Friday

Cinzas.

Acordou com uma leve tristeza à seu lado naquela manhã.
Abriu os olhos, fitou o teto em silêncio. Algo estava estranho dentro dela. Não soube identificar. Olhou o relógio, dez e meia, precisava sair da cama.
Enquanto andava pelos corredores da casa, planejava seu dia: compraria tintas, faria ligações, passaria para dar um beijo em sua mãe, veria um novo apartamenteo, chegaria ao trabalho, provavelmente falaria com algumas pessoas, trabalharia eficientemente e voltaria feliz à casa.

Mas acordou com uma leve tristeza à seu lado naquela manhã.

Na loja de tintas percebeu que algo lhe faltava. Uma sensação de perda descabida para a situação. Um gosto estranho veio à boca. Parecia alumínio, não soube identificar. Sentiu-se tonta, questionou saudades, desconsiderou gravidez, lembrou da noite anterior. "Deve ser o vinho.", pensou.

- Quanto foi?
- Cento e vinte e sete reais, senhora.
- Obrigada.

Desceu sua antiga rua, no seu antigo bairro. Aquele gosto, ainda. Estacionou o carro em sua antiga garagem, sentou-se à mesa, tomou café da manhã, sorriu, contou, beijou a mãe e saiu.

- Chego aí à uma, ok?
- Sim, estarei te esperando. Nós vamos ver o décimo quinto andar, conforme você me solicitou.
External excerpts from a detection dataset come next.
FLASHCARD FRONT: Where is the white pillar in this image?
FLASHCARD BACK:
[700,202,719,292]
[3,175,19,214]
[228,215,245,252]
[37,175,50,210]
Queria voltar ao alto. A vida inteira morou no topo. Mas quando entrou ali, naquele pequeno apartamente de imenso vazio, quis agradecer internanemte por sua casa atual, quis abraçar-se por inteira. Se dar a mão.
Mas havia esquecido que, naquela manhã, quem acordara à seu lado para dar as mãos havia sido uma leve tristeza.

De volta ao carro, fechou apressadamente a porta e o ligou. Queria ligar, e não iria. Queria contar e não havia para quem. Queria dividir e não sabia porque. Queria um abraço e não sabia por quê. Só. Era só um pequenino apartamento. Mas aquela experiência revelou que algo grande parecia morar dentro dela, desde aquela manhã.

A cidade estava tranquila. Seu coração, apressado. Aquele gosto na boca, ainda. Quando chegou ao trabalho, notou que tinha um furo no estômago. Não tinha fome. Não tinha reação. Mas tinha um grande vazio.
Não havia um por quê claro: a noite anterior havia sido extremamente calma e agradável. O dia anterior havia usado para redecorar toda sua casa. Queria o novo. Sua sala. Seus sofás. Seus aconchegos. Tv. Dvds. Caixas. 'Era tão metódico que guardava seus sentimentos em caixinhas.' lembrou da frase inventada por ela mesma.

Quanto mais as horas passavam, mais o gosto acentuava. Arrastou-se à garagem quando o relógio avisou oito da noite. Sua casa. Acendeu as luzes, ligou a Tv, estava orgulhosa daquela mudança.
Mas algo estava do seu lado, ainda. Aquele gosto, ainda. Disfarçando, ainda. Flertou em sms, ligou para a amiga, comeu algo e... nada.
Tentou de tudo. E tudo estava igual.

Alumínio. Amargo. Furo. Uma superfície lisa e sem perspectivas. Morta. Frio. Branco, muito branco.

Era assim que tateava uma descrição sobre o que estava ali dentro.

Foi quando abriu a geladeira e se deu conta.
Entendeu porque acordou com a tristeza à seu lado naquela manhã. Entendeu o gosto amargo. Entendeu o desânimo sem motivos. Entendeu seu olhar acinzentado para seu dia.
Porque tudo fez sentido ao ver o lindo e dourado pote de Geléia de Rosas libanesa.
Rosas. Flores.

Fechou a geladeira. Voltou ao sofá. Desligou a televisão. Respirou fundo.
Silêncio.




Naquela quarta-feira de cinzas, havia vivido um luto muito importante.

Porque nos últimos dias, havia enterrado vocês.